次に、wgetでPythonのソースをダウンロードする。

$ wget https://www.python.org/ftp/python/3.5.0/Python-3.5.0.tgz

wgetについて

wgetは非対話的ネットワーク転送ソフトで、Webサイト等からソースをダウンロードするとき等に使用する。オプションはwget --helpで確認できる。

コンパイルに必要なライブラリ達をインストール

$ yum install zlib-devel bzip2-devel openssl-devel ncurses-devel sqlite-devel readline-devel tk-devel

解凍とコンパイル

$ tar zxvf Python-3.5.0.tgz
$ cd Python-3.5.0
$ ./configure --prefix=/usr/local/python
$ sudo make
$ sudo make install

tarについて

tarは多くのファイルを一つのテープやディスクのアーカイブにまとめ、更にそこから個々のファイルを取り出すことができる。詳細なオプションはtar --helpで確認できる。zxvfオプションの内容は以下の通り。

  • z: gzip 経由でアーカイブをフィルタ
  • x: アーカイブからファイルを抽出
  • v: 処理されているファイルの一覧を冗長に表示
  • f: アーカイブファイルまたはデバイスARCHIVE を使用

./configureについて

./configureは自動的に環境を調査して、環境に合わせて設定したMakefileを生成するコマンド。--prefixでインストールするディレクトリを指定できる(デフォルトでは/usr/local) 。
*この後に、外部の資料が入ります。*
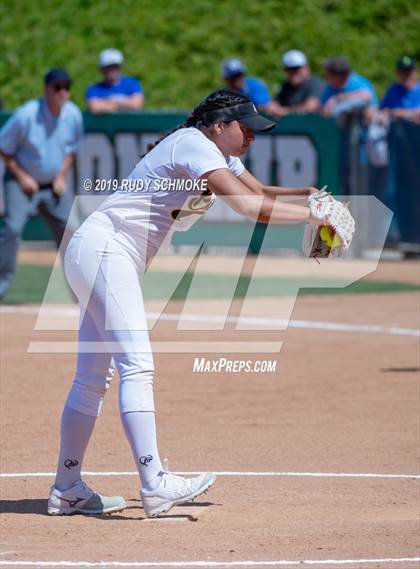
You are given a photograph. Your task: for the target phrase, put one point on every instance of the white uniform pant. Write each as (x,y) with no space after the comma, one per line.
(113,323)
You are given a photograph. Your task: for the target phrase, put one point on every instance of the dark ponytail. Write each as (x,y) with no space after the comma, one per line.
(219,99)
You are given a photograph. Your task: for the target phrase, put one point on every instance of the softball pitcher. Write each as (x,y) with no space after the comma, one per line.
(103,262)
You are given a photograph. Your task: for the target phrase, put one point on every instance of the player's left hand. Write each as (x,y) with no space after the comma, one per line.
(331,227)
(59,185)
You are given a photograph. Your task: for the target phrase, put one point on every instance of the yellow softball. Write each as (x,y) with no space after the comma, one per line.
(329,236)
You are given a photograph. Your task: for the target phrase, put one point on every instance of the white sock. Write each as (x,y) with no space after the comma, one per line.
(140,428)
(76,429)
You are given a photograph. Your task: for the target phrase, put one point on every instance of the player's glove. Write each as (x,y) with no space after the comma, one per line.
(331,229)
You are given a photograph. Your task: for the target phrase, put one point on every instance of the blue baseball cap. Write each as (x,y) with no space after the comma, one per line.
(233,66)
(406,63)
(54,75)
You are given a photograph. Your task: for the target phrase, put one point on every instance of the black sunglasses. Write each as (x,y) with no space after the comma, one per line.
(60,86)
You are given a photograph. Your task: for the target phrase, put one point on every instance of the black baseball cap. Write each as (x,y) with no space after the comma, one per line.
(54,75)
(245,112)
(406,63)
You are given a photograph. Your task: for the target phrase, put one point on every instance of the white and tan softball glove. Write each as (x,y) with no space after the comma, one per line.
(331,229)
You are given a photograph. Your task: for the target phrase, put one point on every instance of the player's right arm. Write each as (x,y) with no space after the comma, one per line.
(258,207)
(27,182)
(11,136)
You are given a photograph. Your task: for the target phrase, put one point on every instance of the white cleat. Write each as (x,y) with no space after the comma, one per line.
(173,490)
(80,499)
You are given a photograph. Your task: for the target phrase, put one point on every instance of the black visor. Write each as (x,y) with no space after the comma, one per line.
(245,112)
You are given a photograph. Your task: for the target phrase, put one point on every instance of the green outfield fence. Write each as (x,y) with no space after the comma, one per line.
(300,151)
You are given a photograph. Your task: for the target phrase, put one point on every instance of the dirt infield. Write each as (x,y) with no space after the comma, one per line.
(340,402)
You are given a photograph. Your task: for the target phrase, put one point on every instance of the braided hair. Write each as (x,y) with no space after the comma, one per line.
(219,99)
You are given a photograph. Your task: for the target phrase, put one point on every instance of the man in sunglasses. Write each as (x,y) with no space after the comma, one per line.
(38,144)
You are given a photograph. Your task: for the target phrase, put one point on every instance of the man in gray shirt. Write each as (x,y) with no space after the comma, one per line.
(301,92)
(38,144)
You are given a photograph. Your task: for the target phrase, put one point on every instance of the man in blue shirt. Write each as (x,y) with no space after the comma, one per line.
(236,79)
(346,91)
(116,92)
(38,144)
(402,99)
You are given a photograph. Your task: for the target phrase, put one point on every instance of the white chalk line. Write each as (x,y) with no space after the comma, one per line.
(245,563)
(227,473)
(278,323)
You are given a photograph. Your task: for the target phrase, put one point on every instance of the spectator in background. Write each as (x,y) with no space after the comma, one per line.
(347,92)
(301,92)
(402,99)
(237,80)
(38,143)
(116,92)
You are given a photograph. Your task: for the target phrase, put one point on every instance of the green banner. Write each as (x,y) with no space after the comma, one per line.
(302,150)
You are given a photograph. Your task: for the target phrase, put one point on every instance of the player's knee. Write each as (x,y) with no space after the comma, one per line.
(12,230)
(88,392)
(136,391)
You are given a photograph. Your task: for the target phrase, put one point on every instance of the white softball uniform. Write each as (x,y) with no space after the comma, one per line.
(109,252)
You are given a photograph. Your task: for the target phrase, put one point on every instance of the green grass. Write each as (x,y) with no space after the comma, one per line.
(176,47)
(31,282)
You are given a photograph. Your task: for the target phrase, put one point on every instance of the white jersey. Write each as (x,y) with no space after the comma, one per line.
(167,199)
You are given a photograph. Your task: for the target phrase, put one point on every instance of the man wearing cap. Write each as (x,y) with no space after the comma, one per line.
(237,80)
(38,144)
(346,91)
(402,99)
(116,92)
(301,92)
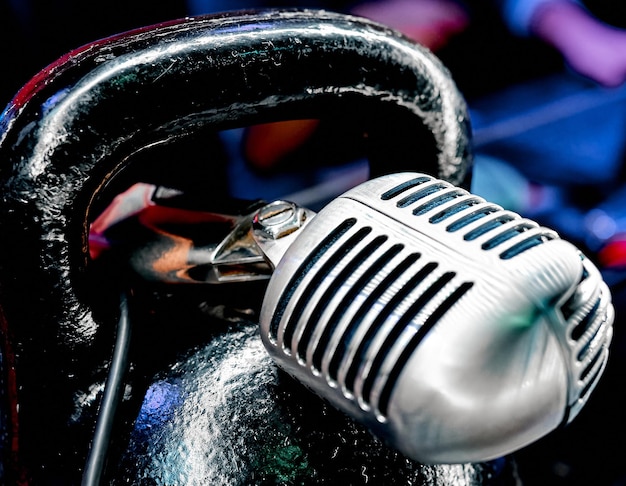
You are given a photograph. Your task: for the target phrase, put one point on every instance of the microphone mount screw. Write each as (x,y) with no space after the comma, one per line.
(278,219)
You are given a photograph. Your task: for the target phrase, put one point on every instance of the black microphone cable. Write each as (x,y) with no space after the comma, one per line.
(113,391)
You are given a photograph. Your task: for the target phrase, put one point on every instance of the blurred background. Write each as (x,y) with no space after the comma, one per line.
(545,84)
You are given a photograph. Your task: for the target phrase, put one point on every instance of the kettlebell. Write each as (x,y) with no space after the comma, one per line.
(95,121)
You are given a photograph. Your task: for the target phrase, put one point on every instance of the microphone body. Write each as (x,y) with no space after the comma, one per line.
(453,329)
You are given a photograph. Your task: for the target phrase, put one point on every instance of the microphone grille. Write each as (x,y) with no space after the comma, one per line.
(407,288)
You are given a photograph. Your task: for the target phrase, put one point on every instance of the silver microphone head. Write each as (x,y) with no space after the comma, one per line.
(455,330)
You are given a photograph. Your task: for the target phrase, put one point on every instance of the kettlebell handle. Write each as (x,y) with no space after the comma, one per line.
(73,128)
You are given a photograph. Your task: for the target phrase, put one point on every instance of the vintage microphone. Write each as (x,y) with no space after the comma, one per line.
(455,330)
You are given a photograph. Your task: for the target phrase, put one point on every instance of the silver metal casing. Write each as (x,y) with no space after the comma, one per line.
(455,330)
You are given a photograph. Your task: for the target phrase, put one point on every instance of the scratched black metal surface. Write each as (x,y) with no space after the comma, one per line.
(89,124)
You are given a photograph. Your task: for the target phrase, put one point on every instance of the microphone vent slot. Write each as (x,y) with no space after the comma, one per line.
(494,226)
(588,328)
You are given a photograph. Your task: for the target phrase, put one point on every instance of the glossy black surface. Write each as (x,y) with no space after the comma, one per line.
(89,124)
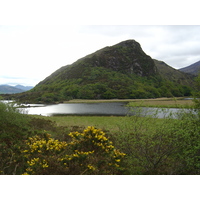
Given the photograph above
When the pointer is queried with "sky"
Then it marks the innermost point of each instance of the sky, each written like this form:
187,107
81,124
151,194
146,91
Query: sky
35,44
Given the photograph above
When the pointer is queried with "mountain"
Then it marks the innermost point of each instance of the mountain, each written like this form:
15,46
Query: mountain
7,89
169,73
193,69
25,88
120,71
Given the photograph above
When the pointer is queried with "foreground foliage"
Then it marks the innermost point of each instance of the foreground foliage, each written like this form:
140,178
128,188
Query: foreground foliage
30,145
89,152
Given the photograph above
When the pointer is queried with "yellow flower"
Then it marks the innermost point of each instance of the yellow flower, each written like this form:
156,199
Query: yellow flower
25,173
91,167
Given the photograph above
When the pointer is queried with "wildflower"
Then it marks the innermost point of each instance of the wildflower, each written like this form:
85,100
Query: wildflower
91,167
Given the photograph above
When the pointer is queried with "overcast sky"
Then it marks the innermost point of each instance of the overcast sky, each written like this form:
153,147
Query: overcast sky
29,52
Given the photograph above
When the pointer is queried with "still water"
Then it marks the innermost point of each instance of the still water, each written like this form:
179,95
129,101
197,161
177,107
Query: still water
102,109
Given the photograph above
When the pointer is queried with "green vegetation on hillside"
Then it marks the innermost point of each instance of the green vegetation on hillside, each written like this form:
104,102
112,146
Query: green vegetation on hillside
102,83
121,71
117,145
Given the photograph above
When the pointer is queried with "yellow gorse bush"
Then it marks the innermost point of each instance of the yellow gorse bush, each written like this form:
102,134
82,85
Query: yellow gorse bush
89,152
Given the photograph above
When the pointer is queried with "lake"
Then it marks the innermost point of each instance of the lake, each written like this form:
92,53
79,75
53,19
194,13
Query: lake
97,109
101,109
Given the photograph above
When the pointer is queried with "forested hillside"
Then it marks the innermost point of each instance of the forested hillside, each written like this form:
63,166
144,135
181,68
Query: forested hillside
120,71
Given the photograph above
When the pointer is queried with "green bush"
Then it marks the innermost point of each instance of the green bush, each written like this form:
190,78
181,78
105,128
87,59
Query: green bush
160,146
89,152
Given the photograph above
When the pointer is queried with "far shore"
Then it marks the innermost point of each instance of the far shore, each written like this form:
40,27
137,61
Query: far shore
163,102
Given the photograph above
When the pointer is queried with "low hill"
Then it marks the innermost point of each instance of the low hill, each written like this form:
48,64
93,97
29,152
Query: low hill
193,69
25,88
120,71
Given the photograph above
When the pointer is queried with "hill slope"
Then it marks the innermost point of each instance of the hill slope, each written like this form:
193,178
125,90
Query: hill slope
120,71
193,69
7,89
172,74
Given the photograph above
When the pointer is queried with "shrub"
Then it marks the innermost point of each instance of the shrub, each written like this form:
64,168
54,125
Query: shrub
160,146
89,152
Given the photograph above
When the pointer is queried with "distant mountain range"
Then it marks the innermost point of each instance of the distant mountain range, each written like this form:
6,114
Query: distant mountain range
121,71
193,69
8,89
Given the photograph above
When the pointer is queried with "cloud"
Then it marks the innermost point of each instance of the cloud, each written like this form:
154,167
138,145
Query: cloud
35,52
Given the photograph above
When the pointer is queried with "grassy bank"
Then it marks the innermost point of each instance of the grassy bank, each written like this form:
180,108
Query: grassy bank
98,145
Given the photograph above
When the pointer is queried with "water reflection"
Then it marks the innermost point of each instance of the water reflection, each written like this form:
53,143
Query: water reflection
80,109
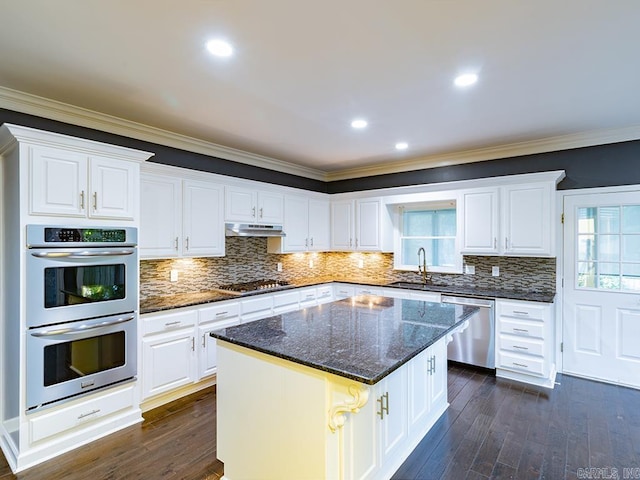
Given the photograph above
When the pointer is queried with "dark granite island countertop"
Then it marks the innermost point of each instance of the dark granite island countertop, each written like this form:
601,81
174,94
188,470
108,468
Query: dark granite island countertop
360,338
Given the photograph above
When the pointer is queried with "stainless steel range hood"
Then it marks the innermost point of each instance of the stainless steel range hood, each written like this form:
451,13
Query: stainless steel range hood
253,230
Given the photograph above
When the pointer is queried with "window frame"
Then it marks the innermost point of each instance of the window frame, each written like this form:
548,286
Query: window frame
398,264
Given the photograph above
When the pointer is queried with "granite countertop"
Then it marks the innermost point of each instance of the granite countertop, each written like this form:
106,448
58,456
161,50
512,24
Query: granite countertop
168,302
363,341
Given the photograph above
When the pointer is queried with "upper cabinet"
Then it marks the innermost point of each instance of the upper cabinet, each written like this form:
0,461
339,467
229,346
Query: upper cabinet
250,206
72,177
306,224
513,220
180,217
360,225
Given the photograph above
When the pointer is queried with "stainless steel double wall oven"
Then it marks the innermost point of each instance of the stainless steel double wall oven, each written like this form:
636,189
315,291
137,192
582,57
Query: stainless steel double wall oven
82,302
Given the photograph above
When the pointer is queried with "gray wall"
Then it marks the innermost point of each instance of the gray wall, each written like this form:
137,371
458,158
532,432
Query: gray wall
588,167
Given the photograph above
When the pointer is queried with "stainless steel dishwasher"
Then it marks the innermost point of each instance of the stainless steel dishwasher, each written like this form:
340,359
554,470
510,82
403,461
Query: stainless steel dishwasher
476,344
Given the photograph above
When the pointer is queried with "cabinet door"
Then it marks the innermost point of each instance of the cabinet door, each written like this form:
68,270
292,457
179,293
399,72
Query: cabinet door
58,182
240,205
270,207
368,225
393,420
160,214
207,357
527,219
319,225
202,223
114,188
168,361
296,224
480,221
438,376
342,225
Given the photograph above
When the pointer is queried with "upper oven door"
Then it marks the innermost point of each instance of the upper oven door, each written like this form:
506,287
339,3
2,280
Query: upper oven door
65,284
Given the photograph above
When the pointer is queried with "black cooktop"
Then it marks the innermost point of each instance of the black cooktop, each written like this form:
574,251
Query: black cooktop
250,287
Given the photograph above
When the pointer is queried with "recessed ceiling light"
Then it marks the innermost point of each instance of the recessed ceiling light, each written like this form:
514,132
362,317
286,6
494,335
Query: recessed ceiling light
219,48
466,79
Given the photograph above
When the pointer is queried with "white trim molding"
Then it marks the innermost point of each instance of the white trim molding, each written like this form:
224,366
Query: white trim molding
63,112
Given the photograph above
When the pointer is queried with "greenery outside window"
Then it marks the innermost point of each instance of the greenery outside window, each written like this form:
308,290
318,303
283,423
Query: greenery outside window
432,226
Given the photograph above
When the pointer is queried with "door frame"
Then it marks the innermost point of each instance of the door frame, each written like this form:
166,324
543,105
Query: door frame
559,300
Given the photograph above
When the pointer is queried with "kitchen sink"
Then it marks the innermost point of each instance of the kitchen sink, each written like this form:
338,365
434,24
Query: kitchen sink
411,285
詳細なオプションは./configure --helpで確認できる。コンパイルに必要なライブラリが不足している場合はエラーとなる。

Makefileは必要なファイルと各ファイルのコンパイルのコマンド、ファイル間の依存関係を記載したファイルで、これがあるとmakeコマンドで依存関係を解決しつつ自動的にコンパイルできる。

makeとmake installとの違い

make: ソースファイルのコンパイルを行う
make install: makeで生成されたバイナリファイルなどを規定のディレクトリにコピー(インストール)を行う

シンボリックリンクの貼り替え

$ ln -s /usr/local/python/bin/python3 /usr/local/bin/python
$ ln -s /usr/local/python/bin/pip3.5 /usr/local/bin/pip

pipはpythonのパッケージマネージャー。

シンボリックリンクとは

ショートカットのようなもの。これを設定することで、pythonとタイプしたときにpython3を呼び出してくれるようにする。以下のように記述すると、hogeでfugaにアクセスできるようになる。

ln -s fuga hoge

再度ログインする

一度ログアウトして再ログインするとPythonのバージョンが変わる。